A qualitative synthesis of factors influencing maintenance of lifestyle behaviour change in individuals with high cardiovascular risk
Academic Unit of Psychiatry and Behavioural Sciences, Leeds Institute of Health Sciences, The University of Leeds, Charles Thackrah Building, 101 Clarendon Road, Leeds LS2 9LJ, UK
BMC Cardiovascular Disorders 2013, 13:48 doi:10.1186/1471-2261-13-48Published: 6 July 2013
Management of cardiovascular risk factors includes commitment from patients to adhere to prescribed medications and adopt healthy lifestyles. Unfortunately many fail to take up and maintain the four key healthy behaviours (not smoking, having a balanced diet, limiting alcohol consumption and being more active). Five factors (beliefs, knowledge, transport and other costs, emotions, and friends and family support) are known to predict uptake of lifestyle behaviour change. The key factors influencing maintenance of healthy lifestyles are not known but would be helpful to support the development of relapse prevention programmes for this population. Our review aimed to clarify the main patient perceived factors thought to influence maintenance of changed healthy lifestyles.

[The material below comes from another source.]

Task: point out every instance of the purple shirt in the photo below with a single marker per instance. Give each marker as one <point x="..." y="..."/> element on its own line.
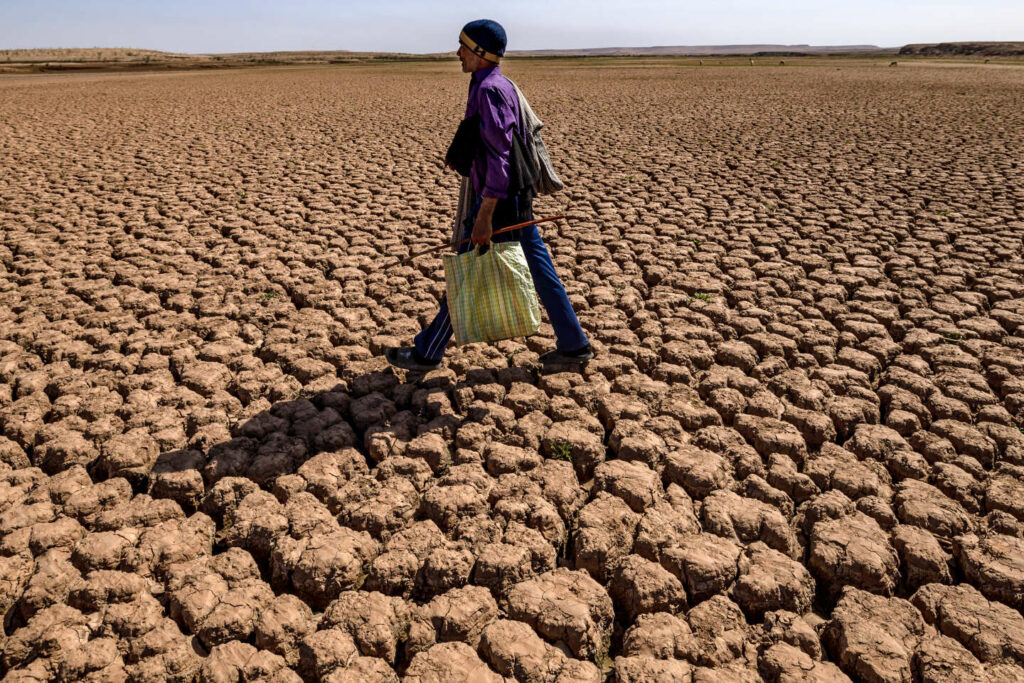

We performed a systematic review of qualitative observational studies and applied the principles of content synthesis and thematic analysis to extract reported factors (barriers and facilitators) considered by individuals to be influential in maintaining changed healthy lifestyle behaviours. Factors were then organised into an existing framework of higher order categories which was followed by an analysis of the interrelationships between factors to identify key themes.
Twenty two studies met our inclusion criteria. Participants reported barriers and facilitators within 13 categories, the majority of which were facilitators. The most commonly reported influences were those relating to social support (whether provided formally or informally), beliefs (about the self or the causes and management of poor health, and the value of maintaining lifestyle behaviours), and other psychological factors (including attitude, thinking and coping styles, and problem solving skills). Physical activity was the most commonly investigated behaviour in four categories, but overall, the main barriers and facilitators were related to a range of behaviours. Through analysis of the interrelationships between factors within categories, ‘social support’, ‘education and knowledge’, and ‘beliefs and emotions’ were all considered key themes.
Our review suggests that for the most part, factors that influence lifestyle change are also important for maintaining healthy behaviours. This indicates that addressing these barriers and facilitators within lifestyle support programmes would also be of value in the longer-term.